Now, the HTTP response from the instance can be checked using curl as well.


At this stage, the application is running on an AWS EC2 instance, and is publically accessible by visiting http://instance-ip-address!


In this exercise, I learned the following:

  1. Creating and accessing an AWS EC2 instance
  2. How to redirect network traffic from one TCP port to another

Up Next

The application works right now, but a lot of improvements should be made to call this a production level deployment. I will tackle this step by step. The immediate next steps are.

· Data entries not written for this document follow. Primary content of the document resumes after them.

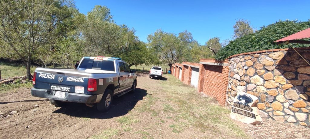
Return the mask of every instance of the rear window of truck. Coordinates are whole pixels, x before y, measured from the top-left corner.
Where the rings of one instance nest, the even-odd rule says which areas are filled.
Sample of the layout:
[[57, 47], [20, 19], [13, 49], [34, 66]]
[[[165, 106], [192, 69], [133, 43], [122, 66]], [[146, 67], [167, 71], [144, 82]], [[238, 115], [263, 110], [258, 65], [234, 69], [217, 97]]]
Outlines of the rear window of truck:
[[114, 62], [106, 60], [94, 61], [93, 59], [84, 59], [80, 64], [79, 68], [115, 71]]
[[158, 68], [158, 67], [153, 67], [153, 68], [152, 68], [152, 70], [162, 70], [162, 68]]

1. Connect to an external storage

EC2 instances are ephemeral, i.e. they can be stopped and terminated. Once an instance is terminated (accidentally or AWS goes down or what not), the data stored in the storage attached to that instance is lost.

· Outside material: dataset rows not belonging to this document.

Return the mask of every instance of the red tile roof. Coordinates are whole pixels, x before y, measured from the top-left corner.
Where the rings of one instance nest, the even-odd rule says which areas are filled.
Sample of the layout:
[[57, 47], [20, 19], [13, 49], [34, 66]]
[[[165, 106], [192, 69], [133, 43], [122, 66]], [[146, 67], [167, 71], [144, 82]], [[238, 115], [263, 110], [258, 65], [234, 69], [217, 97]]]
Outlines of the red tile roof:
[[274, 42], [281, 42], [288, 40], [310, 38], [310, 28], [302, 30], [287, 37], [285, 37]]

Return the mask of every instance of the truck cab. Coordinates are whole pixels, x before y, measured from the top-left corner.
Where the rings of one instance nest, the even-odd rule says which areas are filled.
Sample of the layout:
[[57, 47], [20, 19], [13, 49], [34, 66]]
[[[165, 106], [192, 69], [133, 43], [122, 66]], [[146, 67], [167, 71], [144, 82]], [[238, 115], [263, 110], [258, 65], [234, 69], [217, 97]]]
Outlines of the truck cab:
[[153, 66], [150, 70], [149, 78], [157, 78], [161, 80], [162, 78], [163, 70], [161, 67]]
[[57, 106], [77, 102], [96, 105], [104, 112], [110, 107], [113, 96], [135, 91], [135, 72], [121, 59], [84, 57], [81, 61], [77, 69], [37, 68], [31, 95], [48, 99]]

A better strategy is to store the application data in a database (like Dynamo DB) or a stable data store (like Amazon S3). In our application, the data is the txt files that are created after pdf to text conversion.

2. Use a load balancer to redirect traffic

In 2.4, I used iptables to redirect traffic from port 80 to 5000. This configuration will need to be created everytime a new instance is created. A more robust strategy may be to use a load balancer, that receives public connections on port 80, and internally redirects all the traffic to the EC2 instance on port 5000. This is more complex to setup, as we need to pay more attention to the security groups settings. For a more complex application, this allows serving more concuurent HTTP requests by scaling out to multiple running instances. I will explore this in the future.